O buraco é mais embaixo

O calendário marcou no dia 03 de julho o Dia de São Tomé. O apóstolo que não acreditou quando Jesus lhe apareceu após ter morrido na cruz e ressuscitado. Tomé queria ver as chagas do Mestre para poder crer. O Papa São Gregório Magno, meditando essa dúvida, disse que a incredulidade de Tomé não foi um acaso, mas prevista nos planos de Deus. O discípulo, ao duvidar da ressurreição do Mestre, pôs as mãos nas chagas do mesmo e curou com isso a ferida da nossa incredulidade.

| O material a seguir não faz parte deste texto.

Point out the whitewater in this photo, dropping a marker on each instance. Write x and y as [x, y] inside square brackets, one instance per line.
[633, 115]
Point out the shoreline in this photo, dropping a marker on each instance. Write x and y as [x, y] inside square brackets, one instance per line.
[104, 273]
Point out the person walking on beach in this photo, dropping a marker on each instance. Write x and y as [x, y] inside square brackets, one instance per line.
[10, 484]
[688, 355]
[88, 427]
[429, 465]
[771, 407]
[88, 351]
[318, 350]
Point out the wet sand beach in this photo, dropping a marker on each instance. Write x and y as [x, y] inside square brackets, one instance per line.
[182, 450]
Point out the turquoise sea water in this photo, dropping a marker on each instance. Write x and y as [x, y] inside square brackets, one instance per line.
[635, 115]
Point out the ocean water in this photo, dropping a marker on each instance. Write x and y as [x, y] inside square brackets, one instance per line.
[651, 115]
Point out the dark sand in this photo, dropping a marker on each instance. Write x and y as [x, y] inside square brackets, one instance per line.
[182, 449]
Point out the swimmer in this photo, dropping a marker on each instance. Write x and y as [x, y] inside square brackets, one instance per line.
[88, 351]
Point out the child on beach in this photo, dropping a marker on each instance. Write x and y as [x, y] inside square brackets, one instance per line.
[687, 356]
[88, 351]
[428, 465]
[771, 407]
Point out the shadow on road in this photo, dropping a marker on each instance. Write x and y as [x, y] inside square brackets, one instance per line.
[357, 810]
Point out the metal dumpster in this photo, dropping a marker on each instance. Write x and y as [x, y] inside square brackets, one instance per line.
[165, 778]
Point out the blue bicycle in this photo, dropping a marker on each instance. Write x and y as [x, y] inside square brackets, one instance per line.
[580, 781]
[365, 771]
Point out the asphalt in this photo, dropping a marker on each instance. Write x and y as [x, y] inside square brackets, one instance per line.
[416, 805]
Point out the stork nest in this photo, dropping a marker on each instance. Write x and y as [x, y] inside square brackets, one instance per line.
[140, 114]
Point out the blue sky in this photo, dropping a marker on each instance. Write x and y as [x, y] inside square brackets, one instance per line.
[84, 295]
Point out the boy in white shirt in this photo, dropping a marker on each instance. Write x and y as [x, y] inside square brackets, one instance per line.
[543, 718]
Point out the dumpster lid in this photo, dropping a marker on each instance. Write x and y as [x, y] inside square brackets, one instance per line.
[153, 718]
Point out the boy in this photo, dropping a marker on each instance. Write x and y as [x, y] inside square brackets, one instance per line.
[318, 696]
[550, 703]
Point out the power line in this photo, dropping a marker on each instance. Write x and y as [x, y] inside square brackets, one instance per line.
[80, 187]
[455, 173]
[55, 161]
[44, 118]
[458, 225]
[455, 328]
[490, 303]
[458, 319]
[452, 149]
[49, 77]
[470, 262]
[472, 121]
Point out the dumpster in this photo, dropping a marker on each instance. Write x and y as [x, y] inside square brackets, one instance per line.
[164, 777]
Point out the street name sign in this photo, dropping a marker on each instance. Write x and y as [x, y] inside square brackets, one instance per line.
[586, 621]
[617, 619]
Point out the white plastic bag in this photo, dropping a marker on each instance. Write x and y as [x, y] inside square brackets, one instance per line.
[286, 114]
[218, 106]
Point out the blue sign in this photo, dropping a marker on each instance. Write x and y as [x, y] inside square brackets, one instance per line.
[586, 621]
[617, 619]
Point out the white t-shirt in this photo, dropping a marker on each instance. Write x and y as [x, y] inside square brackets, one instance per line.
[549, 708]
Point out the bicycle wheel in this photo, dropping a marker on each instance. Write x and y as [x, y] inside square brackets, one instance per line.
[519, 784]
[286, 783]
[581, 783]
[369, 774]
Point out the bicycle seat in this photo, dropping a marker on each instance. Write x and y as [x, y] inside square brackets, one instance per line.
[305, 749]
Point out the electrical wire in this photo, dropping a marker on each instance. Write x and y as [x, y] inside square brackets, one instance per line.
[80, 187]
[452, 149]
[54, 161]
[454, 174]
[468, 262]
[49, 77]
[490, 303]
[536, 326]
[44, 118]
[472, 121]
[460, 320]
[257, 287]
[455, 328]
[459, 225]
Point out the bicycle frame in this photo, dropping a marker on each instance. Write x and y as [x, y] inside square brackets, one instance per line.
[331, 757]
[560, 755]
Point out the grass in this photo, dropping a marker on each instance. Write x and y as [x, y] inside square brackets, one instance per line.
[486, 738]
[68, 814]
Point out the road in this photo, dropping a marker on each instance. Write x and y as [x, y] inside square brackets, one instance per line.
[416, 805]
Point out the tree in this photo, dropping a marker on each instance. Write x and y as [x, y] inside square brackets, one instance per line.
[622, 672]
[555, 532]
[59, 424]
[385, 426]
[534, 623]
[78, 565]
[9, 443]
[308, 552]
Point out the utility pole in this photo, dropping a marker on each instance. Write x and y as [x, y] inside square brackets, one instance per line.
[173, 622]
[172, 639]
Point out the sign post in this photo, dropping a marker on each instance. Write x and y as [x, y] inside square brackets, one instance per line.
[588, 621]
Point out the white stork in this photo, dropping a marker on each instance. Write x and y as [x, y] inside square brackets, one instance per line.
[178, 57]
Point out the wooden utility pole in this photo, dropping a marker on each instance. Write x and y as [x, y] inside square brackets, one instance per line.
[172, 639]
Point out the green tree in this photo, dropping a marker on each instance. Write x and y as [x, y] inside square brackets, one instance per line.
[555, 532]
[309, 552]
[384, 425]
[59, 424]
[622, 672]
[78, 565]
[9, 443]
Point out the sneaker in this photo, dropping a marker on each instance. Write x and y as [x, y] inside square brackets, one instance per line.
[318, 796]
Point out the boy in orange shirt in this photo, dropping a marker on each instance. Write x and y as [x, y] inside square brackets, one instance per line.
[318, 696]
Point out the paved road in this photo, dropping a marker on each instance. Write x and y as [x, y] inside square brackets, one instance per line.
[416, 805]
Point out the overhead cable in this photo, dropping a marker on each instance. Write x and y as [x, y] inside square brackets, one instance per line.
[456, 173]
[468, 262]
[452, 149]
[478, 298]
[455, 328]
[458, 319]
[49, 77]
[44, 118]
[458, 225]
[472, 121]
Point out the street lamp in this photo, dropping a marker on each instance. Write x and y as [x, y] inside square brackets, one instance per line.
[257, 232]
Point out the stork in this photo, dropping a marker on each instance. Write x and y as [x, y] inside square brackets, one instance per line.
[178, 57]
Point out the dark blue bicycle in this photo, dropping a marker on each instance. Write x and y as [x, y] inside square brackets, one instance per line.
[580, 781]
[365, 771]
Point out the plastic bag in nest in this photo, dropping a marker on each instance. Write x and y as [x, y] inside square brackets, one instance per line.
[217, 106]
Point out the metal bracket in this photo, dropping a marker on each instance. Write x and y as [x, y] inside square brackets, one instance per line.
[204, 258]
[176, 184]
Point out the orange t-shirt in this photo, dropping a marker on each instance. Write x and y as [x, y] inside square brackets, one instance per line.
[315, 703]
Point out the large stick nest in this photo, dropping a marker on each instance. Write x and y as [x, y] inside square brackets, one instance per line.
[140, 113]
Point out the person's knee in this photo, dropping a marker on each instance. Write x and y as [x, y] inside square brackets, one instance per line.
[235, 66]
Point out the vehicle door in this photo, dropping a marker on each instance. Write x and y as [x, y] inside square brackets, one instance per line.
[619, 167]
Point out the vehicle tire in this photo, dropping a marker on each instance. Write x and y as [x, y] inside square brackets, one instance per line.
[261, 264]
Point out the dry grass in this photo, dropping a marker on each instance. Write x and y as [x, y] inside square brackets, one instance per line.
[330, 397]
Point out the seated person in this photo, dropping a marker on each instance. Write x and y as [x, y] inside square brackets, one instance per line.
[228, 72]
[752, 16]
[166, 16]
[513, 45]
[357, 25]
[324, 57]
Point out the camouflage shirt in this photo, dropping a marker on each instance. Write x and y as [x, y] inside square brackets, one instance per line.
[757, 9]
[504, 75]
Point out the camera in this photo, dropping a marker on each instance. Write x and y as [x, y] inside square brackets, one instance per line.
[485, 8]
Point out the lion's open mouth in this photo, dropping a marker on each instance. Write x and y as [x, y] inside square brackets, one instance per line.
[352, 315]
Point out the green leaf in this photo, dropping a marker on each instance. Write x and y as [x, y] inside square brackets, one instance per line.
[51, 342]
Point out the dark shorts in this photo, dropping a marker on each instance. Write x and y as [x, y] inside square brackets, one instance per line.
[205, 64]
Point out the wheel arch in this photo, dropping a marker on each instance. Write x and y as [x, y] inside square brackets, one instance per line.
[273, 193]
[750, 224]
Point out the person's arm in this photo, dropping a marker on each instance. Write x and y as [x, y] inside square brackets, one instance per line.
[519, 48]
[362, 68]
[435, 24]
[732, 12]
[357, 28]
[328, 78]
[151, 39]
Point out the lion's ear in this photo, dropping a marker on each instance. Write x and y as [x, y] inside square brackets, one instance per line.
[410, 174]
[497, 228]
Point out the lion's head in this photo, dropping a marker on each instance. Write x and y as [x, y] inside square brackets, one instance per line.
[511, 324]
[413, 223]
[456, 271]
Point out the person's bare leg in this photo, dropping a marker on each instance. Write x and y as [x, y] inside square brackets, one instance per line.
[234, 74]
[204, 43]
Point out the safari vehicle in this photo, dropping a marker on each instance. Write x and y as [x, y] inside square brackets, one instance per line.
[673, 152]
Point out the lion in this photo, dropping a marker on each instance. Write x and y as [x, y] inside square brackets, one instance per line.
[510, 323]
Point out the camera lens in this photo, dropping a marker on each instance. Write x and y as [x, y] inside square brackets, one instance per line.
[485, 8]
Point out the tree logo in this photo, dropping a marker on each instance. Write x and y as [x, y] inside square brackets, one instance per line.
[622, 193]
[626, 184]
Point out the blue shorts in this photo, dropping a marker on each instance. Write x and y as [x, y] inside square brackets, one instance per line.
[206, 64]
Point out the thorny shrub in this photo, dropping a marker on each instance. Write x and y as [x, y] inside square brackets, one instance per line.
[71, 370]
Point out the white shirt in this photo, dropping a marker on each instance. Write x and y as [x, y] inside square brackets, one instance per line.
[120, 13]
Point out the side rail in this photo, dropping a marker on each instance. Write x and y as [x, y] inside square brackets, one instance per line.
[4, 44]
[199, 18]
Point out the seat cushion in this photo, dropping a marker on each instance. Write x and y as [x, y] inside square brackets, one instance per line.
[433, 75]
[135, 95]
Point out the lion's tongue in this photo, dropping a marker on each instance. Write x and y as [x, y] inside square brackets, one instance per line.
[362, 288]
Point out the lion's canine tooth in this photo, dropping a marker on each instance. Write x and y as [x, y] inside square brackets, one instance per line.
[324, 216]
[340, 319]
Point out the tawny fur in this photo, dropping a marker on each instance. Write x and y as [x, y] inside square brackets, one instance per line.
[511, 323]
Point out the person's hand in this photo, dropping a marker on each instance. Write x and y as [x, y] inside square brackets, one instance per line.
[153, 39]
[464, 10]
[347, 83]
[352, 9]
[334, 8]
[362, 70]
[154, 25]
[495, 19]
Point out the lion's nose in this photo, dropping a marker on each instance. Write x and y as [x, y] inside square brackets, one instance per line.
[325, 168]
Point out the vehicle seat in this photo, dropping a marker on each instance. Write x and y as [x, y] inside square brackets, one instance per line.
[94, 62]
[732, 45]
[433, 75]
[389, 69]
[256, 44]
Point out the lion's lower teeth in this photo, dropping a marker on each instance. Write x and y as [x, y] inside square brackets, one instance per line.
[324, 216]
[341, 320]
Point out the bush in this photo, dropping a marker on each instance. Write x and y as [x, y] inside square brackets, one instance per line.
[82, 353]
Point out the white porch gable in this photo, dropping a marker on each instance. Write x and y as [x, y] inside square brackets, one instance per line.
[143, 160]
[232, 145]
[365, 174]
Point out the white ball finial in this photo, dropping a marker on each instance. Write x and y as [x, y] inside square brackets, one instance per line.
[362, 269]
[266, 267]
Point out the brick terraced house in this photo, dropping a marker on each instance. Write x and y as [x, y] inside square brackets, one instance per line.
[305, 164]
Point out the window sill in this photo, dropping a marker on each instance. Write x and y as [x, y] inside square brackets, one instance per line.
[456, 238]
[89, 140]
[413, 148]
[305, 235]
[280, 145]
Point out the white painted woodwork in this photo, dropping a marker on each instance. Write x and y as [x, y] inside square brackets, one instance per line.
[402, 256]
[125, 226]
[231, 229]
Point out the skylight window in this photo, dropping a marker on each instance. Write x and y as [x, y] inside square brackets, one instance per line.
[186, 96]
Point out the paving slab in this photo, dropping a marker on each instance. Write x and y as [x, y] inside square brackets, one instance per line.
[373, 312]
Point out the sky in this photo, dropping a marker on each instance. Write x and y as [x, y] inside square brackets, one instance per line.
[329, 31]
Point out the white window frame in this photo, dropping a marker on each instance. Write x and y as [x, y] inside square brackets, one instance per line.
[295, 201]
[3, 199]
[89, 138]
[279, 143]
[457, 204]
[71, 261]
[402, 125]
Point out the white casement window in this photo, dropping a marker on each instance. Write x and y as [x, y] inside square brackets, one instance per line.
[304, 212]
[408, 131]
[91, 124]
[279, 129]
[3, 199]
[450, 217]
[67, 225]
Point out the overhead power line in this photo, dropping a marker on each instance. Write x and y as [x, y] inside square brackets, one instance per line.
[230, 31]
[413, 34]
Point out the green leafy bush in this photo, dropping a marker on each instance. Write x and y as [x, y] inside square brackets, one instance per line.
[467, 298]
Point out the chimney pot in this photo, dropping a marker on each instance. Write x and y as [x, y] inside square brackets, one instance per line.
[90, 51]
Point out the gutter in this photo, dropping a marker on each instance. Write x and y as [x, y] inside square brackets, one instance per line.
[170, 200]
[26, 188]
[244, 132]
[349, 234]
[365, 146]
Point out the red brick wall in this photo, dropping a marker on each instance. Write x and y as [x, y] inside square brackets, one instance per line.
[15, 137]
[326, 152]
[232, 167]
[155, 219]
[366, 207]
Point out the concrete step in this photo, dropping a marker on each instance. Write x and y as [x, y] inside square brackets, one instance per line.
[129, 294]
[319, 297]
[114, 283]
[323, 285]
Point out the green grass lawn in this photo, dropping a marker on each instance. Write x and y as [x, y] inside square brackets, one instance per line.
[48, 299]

Porém, a incredulidade referida é com relação à verdade sobre Jesus e não sobre a sequência de vida entre mortais, que continua uma bagunça cheia de mentiras até hoje.

Em verdade, falta um pouco (ou muito) de São Tomé nas pessoas quando acreditam no que os semelhantes falam. Todo dia, toda hora têm gente caindo em conto do bilhete premiado, em contos do vigário, em falso testemunho e em promessas de políticos. Aliás, aí está um dos assuntos em que falta muito de Tomé no brasileiro.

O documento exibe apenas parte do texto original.